Однако она не позволила себя переубедить, да и я не сумел настоять на своем, нечем было отговариваться. И мы продолжали обедать — после супа на стол Топлечка подала картофель, мясо и салат и все полоскала язык своим «господом» и «Южеком».
— Господи, Южек, как ты считаешь, Краснуху можно запрячь?
— Отчего ж нет, — ответил я и принялся объяснять Тунике: — Бычки еще молодые, чтоб их в горы таскать. У них раз пять коленки подогнутся, пока до дому дойдут.
— Господи, правду ты говоришь.
«Господи, золотую правду ты говоришь!» — пропела бы Хана, а Туника не произнесла ни слова, только положила ложку. Зато продолжала Топлечка:
— Господи, Южек, о выпивке-то мы совсем позабыли! Ступай-ка, принеси вина! Того, что в углу стоит. Ключ у меня, на вот тебе, остальное сам знаешь где, висит снаружи, на двери. Налей целый кувшин! Господи, как пить хочется! Тебе тоже, Южек? Господи, господи!
«Господь вас благослови!» — сказала бы Хана, вставая из-за стола и выходя, как это сделала Туника без единого слова.
Это и привело к тому, что перестал я на людях показываться, даже домой больше не ходил. На людях, в селе, я избегал Топлечку, а дома было иначе. Я помогал ей вести хозяйство — она ведь нуждалась в моей помощи.

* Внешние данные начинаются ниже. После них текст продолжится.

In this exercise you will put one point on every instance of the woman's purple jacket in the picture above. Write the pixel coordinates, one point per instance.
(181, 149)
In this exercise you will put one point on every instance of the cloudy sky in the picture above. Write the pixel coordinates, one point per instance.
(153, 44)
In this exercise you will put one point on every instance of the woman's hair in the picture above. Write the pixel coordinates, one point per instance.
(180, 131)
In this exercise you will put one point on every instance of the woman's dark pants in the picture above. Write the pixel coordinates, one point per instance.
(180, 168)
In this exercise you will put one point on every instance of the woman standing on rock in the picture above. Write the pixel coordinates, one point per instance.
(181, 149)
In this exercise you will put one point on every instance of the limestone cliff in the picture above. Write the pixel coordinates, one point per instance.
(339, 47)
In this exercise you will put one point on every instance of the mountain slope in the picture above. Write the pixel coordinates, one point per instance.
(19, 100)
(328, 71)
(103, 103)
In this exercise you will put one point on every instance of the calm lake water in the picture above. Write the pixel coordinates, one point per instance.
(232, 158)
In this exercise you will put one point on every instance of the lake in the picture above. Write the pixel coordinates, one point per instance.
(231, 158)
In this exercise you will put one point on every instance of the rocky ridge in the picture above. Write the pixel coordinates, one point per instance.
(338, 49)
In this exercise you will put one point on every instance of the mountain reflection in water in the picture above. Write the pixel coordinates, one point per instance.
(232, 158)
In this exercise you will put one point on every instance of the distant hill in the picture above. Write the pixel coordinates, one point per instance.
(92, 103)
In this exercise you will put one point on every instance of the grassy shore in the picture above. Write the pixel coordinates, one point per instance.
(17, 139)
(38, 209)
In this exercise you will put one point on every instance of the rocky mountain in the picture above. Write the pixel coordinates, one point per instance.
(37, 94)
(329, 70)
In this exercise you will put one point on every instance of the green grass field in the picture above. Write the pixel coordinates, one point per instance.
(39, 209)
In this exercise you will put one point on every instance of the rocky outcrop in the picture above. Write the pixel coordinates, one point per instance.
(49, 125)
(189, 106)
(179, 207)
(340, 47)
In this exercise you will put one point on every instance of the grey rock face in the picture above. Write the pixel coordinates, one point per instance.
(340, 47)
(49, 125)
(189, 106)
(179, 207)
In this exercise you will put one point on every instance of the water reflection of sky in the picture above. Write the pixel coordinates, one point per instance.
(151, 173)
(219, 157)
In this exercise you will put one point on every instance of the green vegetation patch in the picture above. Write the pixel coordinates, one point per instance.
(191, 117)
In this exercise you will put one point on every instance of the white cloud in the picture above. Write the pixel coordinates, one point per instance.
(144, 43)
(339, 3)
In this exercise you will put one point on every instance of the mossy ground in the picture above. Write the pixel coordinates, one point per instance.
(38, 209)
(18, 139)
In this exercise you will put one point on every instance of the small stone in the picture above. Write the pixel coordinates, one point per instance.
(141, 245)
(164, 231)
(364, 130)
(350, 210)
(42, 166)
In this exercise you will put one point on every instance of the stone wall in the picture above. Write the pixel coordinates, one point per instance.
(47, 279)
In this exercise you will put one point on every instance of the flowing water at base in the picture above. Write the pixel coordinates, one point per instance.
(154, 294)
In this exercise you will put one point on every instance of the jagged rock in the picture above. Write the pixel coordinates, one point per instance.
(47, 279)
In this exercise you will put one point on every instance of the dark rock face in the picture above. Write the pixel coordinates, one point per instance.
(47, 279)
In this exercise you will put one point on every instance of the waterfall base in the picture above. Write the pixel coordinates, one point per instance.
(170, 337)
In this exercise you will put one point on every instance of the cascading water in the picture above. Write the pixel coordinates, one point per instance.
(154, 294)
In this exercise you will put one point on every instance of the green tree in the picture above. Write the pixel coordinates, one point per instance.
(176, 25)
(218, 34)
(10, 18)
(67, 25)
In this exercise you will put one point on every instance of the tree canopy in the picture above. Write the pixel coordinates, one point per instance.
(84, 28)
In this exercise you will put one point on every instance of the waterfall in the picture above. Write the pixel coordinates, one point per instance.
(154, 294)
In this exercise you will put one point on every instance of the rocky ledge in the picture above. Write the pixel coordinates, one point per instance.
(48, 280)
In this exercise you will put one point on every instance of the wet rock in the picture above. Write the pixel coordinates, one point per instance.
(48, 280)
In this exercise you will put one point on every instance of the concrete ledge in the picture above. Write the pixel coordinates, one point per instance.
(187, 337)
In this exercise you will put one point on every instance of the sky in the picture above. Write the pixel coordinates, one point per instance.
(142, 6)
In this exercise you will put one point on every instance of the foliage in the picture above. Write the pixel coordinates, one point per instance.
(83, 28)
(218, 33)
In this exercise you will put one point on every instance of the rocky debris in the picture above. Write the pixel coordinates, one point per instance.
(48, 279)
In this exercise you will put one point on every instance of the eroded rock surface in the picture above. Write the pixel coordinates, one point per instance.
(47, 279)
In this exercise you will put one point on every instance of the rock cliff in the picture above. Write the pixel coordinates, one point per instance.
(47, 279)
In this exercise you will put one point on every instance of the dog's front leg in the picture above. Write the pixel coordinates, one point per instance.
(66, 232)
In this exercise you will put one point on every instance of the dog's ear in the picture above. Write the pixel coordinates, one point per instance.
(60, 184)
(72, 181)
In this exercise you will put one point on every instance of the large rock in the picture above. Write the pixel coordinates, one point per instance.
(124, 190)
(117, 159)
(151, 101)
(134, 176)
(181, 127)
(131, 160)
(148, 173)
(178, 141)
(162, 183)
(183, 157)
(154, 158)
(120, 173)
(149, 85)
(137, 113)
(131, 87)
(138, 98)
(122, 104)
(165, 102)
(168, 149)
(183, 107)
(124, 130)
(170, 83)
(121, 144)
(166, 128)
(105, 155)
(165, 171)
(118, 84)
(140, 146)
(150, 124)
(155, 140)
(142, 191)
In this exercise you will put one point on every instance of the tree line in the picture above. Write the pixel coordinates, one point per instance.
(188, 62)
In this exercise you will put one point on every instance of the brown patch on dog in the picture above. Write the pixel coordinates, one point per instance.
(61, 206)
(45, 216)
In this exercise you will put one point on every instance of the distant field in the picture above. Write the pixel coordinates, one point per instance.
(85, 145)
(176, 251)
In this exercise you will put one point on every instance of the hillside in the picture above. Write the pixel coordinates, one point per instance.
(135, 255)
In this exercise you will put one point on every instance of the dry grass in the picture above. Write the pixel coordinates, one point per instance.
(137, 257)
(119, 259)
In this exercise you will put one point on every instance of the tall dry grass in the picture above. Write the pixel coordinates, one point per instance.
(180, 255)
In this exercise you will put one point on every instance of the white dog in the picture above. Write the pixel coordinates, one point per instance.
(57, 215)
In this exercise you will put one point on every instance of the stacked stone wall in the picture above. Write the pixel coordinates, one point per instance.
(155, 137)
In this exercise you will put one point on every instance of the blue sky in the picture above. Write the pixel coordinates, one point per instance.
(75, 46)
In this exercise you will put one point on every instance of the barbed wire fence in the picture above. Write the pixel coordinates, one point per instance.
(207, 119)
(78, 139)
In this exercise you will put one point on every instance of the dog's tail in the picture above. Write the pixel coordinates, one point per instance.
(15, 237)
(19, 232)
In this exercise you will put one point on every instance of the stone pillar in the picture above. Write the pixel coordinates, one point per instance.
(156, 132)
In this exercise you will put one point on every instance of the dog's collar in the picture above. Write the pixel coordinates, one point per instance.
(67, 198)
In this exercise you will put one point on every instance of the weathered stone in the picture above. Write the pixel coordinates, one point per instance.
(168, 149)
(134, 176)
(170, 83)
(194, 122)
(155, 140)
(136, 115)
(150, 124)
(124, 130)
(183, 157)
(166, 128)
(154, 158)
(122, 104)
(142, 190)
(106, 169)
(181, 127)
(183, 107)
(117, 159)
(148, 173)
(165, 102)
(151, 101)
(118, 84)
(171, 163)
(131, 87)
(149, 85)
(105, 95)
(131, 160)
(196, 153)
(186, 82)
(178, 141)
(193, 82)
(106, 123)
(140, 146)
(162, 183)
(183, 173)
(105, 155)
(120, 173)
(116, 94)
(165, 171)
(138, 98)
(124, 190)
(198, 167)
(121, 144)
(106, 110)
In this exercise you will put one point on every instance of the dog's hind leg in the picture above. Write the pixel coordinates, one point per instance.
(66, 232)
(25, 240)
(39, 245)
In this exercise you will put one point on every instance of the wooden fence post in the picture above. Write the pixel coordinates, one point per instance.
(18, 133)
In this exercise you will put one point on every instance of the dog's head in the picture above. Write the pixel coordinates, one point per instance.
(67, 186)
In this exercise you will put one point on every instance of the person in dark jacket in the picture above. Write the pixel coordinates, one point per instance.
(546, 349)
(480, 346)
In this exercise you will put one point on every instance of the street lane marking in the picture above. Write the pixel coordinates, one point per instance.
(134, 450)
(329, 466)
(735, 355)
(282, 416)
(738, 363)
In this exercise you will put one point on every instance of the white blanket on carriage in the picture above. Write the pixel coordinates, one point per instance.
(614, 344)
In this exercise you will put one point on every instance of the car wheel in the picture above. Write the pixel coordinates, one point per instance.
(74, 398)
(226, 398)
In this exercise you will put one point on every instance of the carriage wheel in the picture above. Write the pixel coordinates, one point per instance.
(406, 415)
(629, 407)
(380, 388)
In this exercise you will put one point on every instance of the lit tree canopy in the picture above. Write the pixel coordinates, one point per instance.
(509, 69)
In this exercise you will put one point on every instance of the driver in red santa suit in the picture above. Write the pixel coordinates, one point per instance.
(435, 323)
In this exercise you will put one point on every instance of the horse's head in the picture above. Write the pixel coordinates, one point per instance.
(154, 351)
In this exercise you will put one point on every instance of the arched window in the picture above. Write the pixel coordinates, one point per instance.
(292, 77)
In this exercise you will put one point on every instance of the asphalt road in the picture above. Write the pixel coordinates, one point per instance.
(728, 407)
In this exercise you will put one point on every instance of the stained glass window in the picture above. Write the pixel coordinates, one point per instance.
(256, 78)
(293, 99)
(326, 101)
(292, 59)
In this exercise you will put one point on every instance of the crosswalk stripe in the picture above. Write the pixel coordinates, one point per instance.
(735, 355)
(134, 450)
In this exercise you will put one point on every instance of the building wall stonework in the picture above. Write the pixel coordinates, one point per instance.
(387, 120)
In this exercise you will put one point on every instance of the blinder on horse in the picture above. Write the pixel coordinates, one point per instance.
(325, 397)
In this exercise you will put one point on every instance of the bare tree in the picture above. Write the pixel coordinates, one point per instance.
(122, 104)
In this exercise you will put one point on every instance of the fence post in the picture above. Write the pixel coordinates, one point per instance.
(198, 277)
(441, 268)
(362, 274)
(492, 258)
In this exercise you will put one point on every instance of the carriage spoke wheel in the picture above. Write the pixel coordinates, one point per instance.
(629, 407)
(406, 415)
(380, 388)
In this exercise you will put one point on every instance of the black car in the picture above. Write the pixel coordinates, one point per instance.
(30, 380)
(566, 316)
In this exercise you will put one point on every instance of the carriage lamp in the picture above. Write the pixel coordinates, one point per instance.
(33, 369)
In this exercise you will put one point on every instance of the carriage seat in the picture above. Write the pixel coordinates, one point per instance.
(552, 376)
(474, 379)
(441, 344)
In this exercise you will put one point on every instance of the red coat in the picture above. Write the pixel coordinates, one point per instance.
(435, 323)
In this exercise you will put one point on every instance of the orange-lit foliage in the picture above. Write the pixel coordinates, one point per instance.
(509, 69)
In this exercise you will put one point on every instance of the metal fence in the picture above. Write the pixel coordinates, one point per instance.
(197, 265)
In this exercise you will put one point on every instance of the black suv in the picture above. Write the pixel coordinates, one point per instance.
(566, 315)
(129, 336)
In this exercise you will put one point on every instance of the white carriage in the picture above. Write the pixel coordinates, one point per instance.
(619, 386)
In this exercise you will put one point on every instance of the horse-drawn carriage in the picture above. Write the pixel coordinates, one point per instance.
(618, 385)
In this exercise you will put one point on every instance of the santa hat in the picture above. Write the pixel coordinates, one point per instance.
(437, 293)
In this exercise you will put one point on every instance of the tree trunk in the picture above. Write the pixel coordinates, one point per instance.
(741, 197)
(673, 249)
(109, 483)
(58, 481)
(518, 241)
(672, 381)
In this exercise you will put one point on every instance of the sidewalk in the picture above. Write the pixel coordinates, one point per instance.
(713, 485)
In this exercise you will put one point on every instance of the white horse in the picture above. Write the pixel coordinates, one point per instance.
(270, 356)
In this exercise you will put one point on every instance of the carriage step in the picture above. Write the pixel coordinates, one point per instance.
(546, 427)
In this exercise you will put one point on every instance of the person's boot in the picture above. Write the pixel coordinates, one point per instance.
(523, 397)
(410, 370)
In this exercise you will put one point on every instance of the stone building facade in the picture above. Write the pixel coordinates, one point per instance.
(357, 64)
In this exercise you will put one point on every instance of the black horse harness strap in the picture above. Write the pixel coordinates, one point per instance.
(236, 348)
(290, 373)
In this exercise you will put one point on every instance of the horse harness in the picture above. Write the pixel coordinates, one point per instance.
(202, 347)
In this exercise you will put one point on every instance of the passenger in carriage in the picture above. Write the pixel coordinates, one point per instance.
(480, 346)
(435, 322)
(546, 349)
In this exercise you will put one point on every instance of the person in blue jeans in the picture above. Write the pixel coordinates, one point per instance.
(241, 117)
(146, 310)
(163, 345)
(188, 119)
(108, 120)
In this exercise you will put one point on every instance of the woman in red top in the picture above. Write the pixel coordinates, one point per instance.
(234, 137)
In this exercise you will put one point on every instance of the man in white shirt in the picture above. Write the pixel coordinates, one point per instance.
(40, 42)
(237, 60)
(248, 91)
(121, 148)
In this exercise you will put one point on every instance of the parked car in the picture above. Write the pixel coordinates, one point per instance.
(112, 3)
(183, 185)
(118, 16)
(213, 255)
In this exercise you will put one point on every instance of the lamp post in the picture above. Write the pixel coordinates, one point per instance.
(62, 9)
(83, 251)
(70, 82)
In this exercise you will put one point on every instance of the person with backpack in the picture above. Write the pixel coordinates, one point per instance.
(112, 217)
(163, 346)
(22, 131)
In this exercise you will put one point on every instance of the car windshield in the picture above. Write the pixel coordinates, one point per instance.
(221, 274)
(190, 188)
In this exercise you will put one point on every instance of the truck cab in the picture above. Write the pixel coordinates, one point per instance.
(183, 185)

А в те времена, сразу после, войны, трудно было усидеть дома. И если прежде я любил ходить на разные собрания, где и на девчат можно поглядеть, да и о доме своем позабыть, то теперь, со смертью Топлека, носа никуда не показывал; да и времена стояли такие, будто кругом поганых грибов наелись, никогда в точности не угадать, на чем стоишь. Люди всякое толковали: будто скот забирать будут и землю, а «у тех, кто кое-что имеет, кое-что подкопил», все отнимут, а народ ушлют в Сербию. До того, что монастырские виноградники заберут или баронские земли делить станут, людям особого дела не было. Баронские поля и луга и так испокон веку у бедняков в пользовании находились, а что монахи оскудеют и вовсе опасаться не приходилось — в мире достаточно найдется глупых баб! Иное дело, когда речь шла о твоей земле и о тебе. Штрафела после недавнего скандала рот уже не раскрывал, только лукаво посмеивался, когда его угощали, и намекал, что он-то, дескать, знает, как ему поступать, а люди на своей шкуре скоро почувствуют, что и как — это означало, что не будет так, как бы следовало быть. А все это еще потому говорили, чтоб человека не оставлять в покое, чтоб не сидел он у себя дома, а ходил бы на всякие разные собрания; только там можно было разузнать, как обстоят дела. И вот в ту зиму и состоялось то собрание, на котором Штрафела получил свое — получил сполна и навсегда.